Le « cerveau des attentats » au pied de la lettre

Suite à la fermeture de Rue89, je reposte ici les billets de mon blog (Neuro89) afin d'en garder le contrôle et peut-être d'avoir des retours un peu plus constructifs que ceux des trolls de la Rue. Dans celui-ci, originellement publié le 17 janvier 2016, je discutais de l'expression "cerveau des attentats", des fantasmes qu'elle suscite à la réalité qu'elle pourrait recouvrir.

Chaque année, de nouveaux mots et de nouvelles expressions naissent ou renaissent dans un débat public constamment remué par l’évolution des techniques et des sociétés. Or le langage joue une influence considérable – souvent implicite – sur la formation des opinions, d’où résulte l’exigence toujours renouvelée d’en préciser le sens et d’en mesurer la portée.

A la suite des tueries commises en 2015 sur le territoire français, une expression est devenue un élément de langage quasi incontournable pour dénoter notre ennemi public n°1  : le «  cerveau des attentats  », cette menace dépersonnalisée et multiforme qui prospère tantôt dans les mosquées salafistes, tantôt dans les faubourgs de Saint-Denis, tantôt en Syrie.

Reprise par la plupart des organes de presse et par de nombreux hommes politiques, le «  cerveau des attentats  » fait partie de ces expressions toutes faites qui traduisent d’abord la difficulté, sinon le renoncement à penser le terrorisme au-delà des lieux communs et des rhétoriques trompeuses.

Le cerveau des attentats, par Antoine Doré / www.antoinedore.com © Antoine Doré Le cerveau des attentats, par Antoine Doré / www.antoinedore.com © Antoine Doré
 

Un cerveau pour dix terroristes ?

Si on prend l’expression au pied de la lettre, chercher sans relâche le cerveau d’attentats commis par une dizaine d’individus revient en quelque sorte à nier l’existence d’une psychologie propre à ceux-là qui ont agi. Elle réduit ces kamikazes à des pantins cérébro-lessivés par une intelligence occulte, extérieure à notre société et étrangère à notre culture. Dangereuse car implicite, cette représentation de la situation est problématique à l’heure où nous voudrions déradicaliser et donc comprendre l’infime frange de la jeunesse française candidate au « djihad mineur ».

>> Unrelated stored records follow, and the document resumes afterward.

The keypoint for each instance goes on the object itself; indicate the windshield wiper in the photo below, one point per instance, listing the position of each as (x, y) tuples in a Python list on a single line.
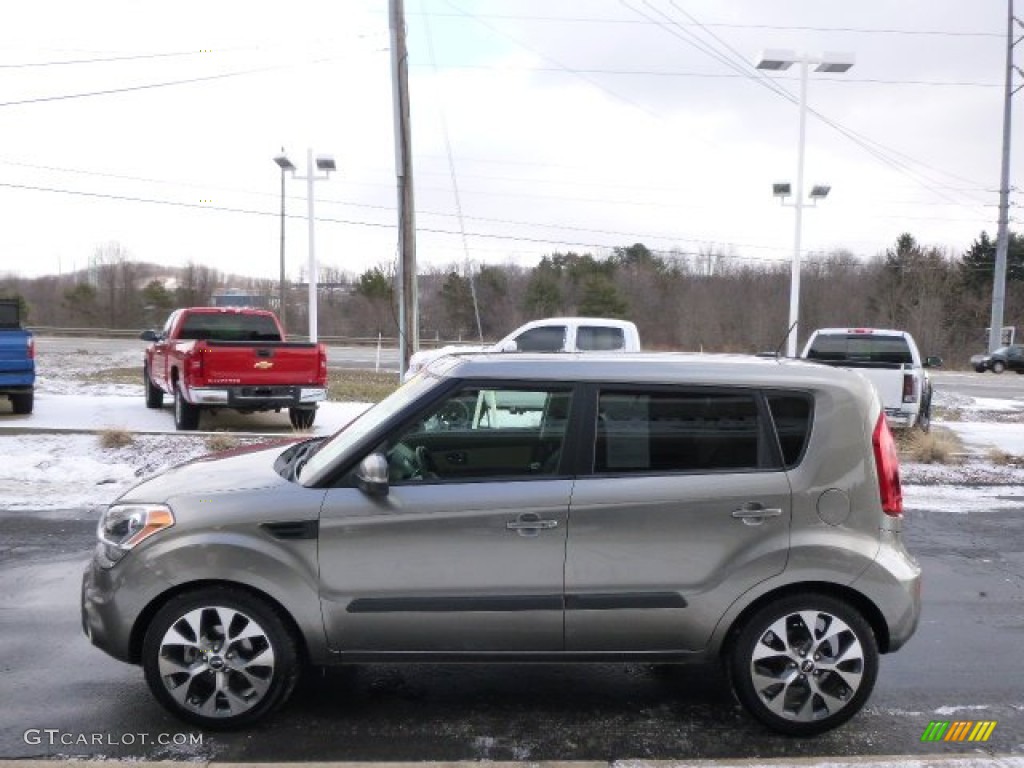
[(301, 456)]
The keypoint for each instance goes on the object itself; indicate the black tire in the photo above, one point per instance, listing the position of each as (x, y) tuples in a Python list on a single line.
[(925, 416), (23, 402), (302, 418), (154, 394), (203, 676), (185, 414), (811, 695)]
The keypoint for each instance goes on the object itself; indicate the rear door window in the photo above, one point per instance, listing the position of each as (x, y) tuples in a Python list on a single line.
[(545, 339), (860, 348), (599, 338)]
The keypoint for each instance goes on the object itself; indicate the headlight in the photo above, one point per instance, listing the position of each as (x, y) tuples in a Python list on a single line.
[(124, 525)]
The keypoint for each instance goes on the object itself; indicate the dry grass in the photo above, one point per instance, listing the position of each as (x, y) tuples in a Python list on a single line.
[(221, 441), (360, 386), (1000, 458), (938, 446), (115, 438)]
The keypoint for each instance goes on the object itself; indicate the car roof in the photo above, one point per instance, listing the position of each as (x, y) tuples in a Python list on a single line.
[(648, 368)]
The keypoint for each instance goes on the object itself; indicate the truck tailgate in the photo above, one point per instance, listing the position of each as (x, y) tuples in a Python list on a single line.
[(261, 365), (14, 352), (888, 382)]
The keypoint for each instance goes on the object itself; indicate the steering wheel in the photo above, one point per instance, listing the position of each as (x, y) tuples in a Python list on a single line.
[(454, 415), (427, 467)]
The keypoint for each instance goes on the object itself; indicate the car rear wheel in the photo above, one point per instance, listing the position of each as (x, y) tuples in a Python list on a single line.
[(23, 402), (804, 665), (185, 414), (154, 395), (219, 657), (302, 418)]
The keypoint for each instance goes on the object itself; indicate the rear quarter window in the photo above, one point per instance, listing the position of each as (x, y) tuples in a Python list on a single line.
[(665, 431), (792, 416)]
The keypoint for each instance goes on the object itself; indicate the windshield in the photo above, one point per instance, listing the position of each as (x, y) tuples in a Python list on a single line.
[(346, 438)]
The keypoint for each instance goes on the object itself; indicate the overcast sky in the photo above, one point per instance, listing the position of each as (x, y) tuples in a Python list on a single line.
[(538, 126)]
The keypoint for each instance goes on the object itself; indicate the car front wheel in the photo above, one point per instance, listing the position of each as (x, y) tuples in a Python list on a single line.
[(302, 418), (219, 657), (185, 414), (804, 665), (154, 394)]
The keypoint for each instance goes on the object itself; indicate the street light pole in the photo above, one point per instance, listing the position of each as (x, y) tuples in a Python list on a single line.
[(286, 165), (326, 165), (791, 342), (312, 246), (777, 60)]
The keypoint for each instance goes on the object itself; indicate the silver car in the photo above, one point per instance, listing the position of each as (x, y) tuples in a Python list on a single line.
[(664, 507)]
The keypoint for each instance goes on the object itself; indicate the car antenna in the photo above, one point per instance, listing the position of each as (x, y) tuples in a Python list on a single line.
[(778, 349)]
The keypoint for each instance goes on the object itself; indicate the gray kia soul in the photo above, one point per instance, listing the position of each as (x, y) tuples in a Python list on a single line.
[(514, 507)]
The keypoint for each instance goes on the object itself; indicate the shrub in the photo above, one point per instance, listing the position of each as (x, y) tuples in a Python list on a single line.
[(221, 441), (937, 446), (115, 438)]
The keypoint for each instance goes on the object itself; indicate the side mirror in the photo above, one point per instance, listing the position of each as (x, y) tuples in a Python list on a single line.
[(372, 475)]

Les motifs d’espoir existent pourtant. Depuis une décennie, quelques chercheurs se sont penchés avec rigueur sur les déterminants de la violence terroriste. Dans le même temps, neurobiologistes et psychologues ont fait d’importants progrès dans la compréhension des comportements violents et antisociaux. Il est urgent que ces connaissances entrent dans le débat public, qu’elles soient prises en compte par les institutions, et qu’elles fassent l’objet de sérieux approfondissements. C’est aussi le sens de l’appel publié le 18 novembre 2015 par Alain Fuchs, président du CNRS.

 Le « cerveau des attentats » est-il un « cerveau malade » ?

Bien qu’il soit juste et compréhensible sur un plan moral, le lexique de la folie et de l’aliénation (« fous », « monstres », « malades », etc.) utilisé pour décrire les terroristes est rarement justifié sur le plan clinique. En effet, les nombreuses études rétrospectives menées sur les combattants de l’IRA (Irlande), de l’ETA (Pays-Basque) ou d’Al-Qaeda montrent que les terroristes – islamistes ou non – sont le plus souvent dans la «  distribution normale  » en matière de pathologies psychiatriques, d’origine sociale ou d’éducation [PDF]. Autrement dit, il n’existe pas de tableau psychiatrique, psychologique ou socioéconomique qui serait typique du terroriste kamikaze. 

Établi et accepté dans un rapport remis au Congrès des Etats-Unis dès 1999 [PDF, page 40], ce constat a aussi été discuté dans la prestigieuse revue Science [PDFPDF] sous l’impulsion de Scott Atran. Pionnier de la recherche sur le terrorisme, cet anthropologue franco-américain rappelle par ailleurs que le «  succès » associé à l’engagement djihadiste sur Twitter ou Facebook constitue une motivation aussi simple que puissante pour les candidats au martyre, sensibles au respect et à l’admiration suscités chez certains par leur projet morbide (voir l’intervention d’Atran auprès du conseil de sécurité de l’ONU, en anglais, et le rapport en français qui lui est associé).

 Un altruisme paradoxal

Psychologiquement, l’attentat suicide s’apparente d’ailleurs plus à ce que les chercheurs nomment une «  punition altruiste  » qu’à la folie meurtrière responsable des nombreuses tueries observées aux Etats-Unis. Cette dernière est souvent liée à une pathologie mentale préexistante, ce qui explique les efforts de Barack Obama pour renforcer le contrôle des ventes d’armes aux individus souffrant de maladies psychiatriques.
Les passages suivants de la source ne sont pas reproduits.